Same Same...but Different!!
It’s a different world. Two weeks after coming back from China, I'm still speaking English without any prepositions and articles. I reckon I’ll hate noodles for some months now. I don’t give a disgusting look now to see people eating anything that crawls (snakes, lizards, cockroaches!!). But I am slightly jealous. No matter what anyone tells you about the latest microchip invented by Intel — size does matter. Let's stop fooling ourselves — as of now, the Chinese Dragon is bigger, better and smarter than the Indian Tiger. I’m sure that must be the motivation behind my purchase of a Chinese shirt with big dragon embroidery over it. Shanghai doesn’t look like a city of an emerging economy but a developed country.

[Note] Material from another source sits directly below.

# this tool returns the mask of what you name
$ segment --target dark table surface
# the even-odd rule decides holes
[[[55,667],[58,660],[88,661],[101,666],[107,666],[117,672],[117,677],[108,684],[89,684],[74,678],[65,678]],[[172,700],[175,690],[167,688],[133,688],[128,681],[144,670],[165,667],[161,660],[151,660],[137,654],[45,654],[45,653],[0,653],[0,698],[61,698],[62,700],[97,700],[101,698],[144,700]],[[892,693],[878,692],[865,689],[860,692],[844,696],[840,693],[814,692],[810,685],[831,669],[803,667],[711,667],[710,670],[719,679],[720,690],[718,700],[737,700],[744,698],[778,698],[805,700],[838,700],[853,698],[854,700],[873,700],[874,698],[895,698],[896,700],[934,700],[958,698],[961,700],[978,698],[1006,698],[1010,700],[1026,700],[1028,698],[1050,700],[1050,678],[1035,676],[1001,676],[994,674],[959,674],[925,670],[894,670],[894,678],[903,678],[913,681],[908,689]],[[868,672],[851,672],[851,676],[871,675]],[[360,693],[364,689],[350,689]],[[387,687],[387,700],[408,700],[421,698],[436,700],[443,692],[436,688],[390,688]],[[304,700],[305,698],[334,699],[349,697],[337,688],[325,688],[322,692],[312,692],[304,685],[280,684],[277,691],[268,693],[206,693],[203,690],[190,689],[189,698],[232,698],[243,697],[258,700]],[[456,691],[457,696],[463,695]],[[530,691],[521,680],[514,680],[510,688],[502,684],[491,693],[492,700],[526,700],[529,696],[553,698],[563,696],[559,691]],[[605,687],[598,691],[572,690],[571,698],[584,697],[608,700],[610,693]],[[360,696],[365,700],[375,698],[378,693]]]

China will stop at nothing to prove a point to the watching world after Beijing Olympics 2008 and a run up to Shanghai World Expo 2010. And we won't need fortune cookies to tell us what China has in mind outside the sports arena. Simply put: China is all set to dominate the world. The new aggressive mood is most evident in Shanghai, which is bursting with frenzied construction activities that literally takes one's breath away — a thick pollution haze hangs over the city, but nobody minds. It's all for a good cause. In a meeting with Austrade officer, he showed us the two pictures of Shanghai, 25 years apart. We could only imagine how the entire forests must have been razed to change the color of the city from green to multi-color. There is now everything from stadiums, hotels, pools, bridges, underpasses, super-luxury hotels with not a beggar in sight. The priciest designer brands from US and Europe have set up their shops and can't keep up with the demand. If anybody is complaining, you certainly don't hear it. Yes, the counterfeit markets have been moved out of the city centre, but we certainly don’t care the location. Young girls dance fearlessly in the infamous KTVs wearing T-shirts that declare: 'Let's go out tonight and get laid'. The cops look the other way.

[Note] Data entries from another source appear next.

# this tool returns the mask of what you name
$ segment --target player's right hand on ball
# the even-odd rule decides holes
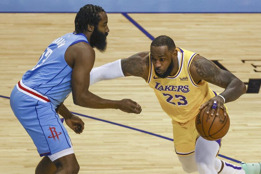
[[[122,99],[119,101],[118,108],[126,112],[137,114],[140,113],[142,110],[140,106],[130,99]]]

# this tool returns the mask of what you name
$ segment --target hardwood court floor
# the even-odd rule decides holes
[[[219,60],[244,82],[261,78],[260,14],[130,14],[154,37],[167,35],[176,45]],[[0,14],[0,95],[9,97],[23,74],[37,62],[54,39],[74,30],[74,14]],[[109,14],[107,51],[96,51],[94,67],[140,52],[151,41],[120,14]],[[242,60],[257,60],[246,61]],[[222,89],[213,85],[218,92]],[[130,98],[142,107],[140,115],[75,105],[70,110],[172,138],[170,119],[143,80],[128,77],[103,81],[90,90],[104,98]],[[238,160],[261,161],[261,94],[247,94],[228,103],[231,127],[220,153]],[[0,173],[34,173],[41,158],[10,108],[0,98]],[[184,173],[171,141],[84,117],[80,135],[68,129],[80,166],[79,173]],[[66,127],[68,128],[66,126]],[[234,164],[229,160],[228,162]]]

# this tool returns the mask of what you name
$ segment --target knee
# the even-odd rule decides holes
[[[205,163],[202,162],[197,163],[198,171],[199,173],[211,173],[211,172]]]
[[[73,165],[70,165],[66,169],[66,173],[68,174],[77,174],[80,170],[80,166],[78,163]]]
[[[185,166],[182,165],[182,168],[183,169],[183,170],[184,170],[184,172],[185,172],[186,173],[192,173],[194,172],[196,172],[197,170],[196,168],[192,167],[191,166]]]
[[[77,174],[80,170],[80,166],[78,163],[73,163],[66,166],[59,166],[57,167],[58,170],[63,171],[66,174]]]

In fact, that is a Chinese specialty. Everybody is trained to look the other way. Locals insist the massacre at Tiananmen Square never happened. It's all a part of Western propaganda. I took a cab at a busy crossing to go to my hotel. I sat in the car and asked him to drop me at Motel 168. No answer. I tried repeating the name of the place without any other English words so that he may comprehend better. He would not utter a word and just sit silently in his driver’s seat. Must mention, his face looking the other way. He is eating an apple; least bothered about what is going through me or what would I do now. It took me literally 10 minutes of continuous shouting – “Does anyone know English?” - on that busy Shanghai street to get his taxi moving. I never went out of my hotel without my destinations written in Chinese characters on a piece of paper.

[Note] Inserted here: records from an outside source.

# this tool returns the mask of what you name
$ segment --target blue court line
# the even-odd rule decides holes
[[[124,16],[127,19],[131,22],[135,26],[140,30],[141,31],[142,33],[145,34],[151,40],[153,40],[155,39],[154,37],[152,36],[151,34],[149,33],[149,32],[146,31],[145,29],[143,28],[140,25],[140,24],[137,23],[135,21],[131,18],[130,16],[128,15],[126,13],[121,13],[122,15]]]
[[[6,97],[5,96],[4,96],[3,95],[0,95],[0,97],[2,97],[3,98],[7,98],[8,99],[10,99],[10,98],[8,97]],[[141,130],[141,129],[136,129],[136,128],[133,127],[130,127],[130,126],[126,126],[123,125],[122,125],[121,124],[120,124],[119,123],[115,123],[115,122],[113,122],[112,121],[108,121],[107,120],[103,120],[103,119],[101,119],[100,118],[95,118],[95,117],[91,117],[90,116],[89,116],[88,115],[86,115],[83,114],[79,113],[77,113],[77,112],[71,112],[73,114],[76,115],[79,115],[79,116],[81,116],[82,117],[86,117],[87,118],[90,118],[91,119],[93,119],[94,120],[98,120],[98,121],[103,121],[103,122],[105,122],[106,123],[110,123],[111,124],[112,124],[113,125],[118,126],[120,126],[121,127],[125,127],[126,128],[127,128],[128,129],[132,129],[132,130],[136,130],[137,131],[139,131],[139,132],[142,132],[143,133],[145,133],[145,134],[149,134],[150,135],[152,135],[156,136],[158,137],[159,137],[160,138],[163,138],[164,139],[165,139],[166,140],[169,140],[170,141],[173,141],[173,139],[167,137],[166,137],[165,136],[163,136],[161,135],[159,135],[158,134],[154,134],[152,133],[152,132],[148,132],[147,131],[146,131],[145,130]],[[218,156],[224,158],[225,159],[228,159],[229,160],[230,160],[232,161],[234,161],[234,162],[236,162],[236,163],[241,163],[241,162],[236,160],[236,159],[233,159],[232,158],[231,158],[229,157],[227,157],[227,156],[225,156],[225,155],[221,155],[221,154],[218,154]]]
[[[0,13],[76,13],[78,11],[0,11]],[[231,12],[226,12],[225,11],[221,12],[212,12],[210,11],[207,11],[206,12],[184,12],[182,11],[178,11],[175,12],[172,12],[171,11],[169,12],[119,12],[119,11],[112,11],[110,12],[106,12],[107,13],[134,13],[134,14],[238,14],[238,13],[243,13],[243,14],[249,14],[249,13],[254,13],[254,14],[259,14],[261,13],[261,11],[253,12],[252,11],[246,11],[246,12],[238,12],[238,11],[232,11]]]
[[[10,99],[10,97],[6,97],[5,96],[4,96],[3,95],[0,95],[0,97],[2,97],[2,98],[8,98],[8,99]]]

As my Chinese flat mates tell me, since there is zero access to the real world and a tightly controlled media that stresses on personal sacrifice, discipline, progress, the young don't know they're supposed to be rebellious and raise their voices like their counterparts everywhere else in the free world. Chairman Mao is still worshipped. I didn’t get the chance to see but my flat mates tell me that his body is still preserved and available for public viewing in Beijing. Despite that, one is pleasantly surprised to see familiar symbols of ostentation as Prada and Gucci billboards compete with Nicole Kidman wearing a luxury watch. Sure, China is bizarre and contradictory. While cynical expats laugh at cultural absurdities, young Chinese go about their slightly ambivalent existence in a state of denial. A German lady I met who teaches English in Beijing said, "Nobody wants to confront the truth. The young don't want to deal with communism... there is much confusion about values."
But in the Olympics 2008, Dragon has proved to the world that scale equals power. Do Indians need to worry? My Chinese takeaway from the trip: ‘Let's face it. We can't march to Beijing and they can't march to Delhi.’ Confucius should agree!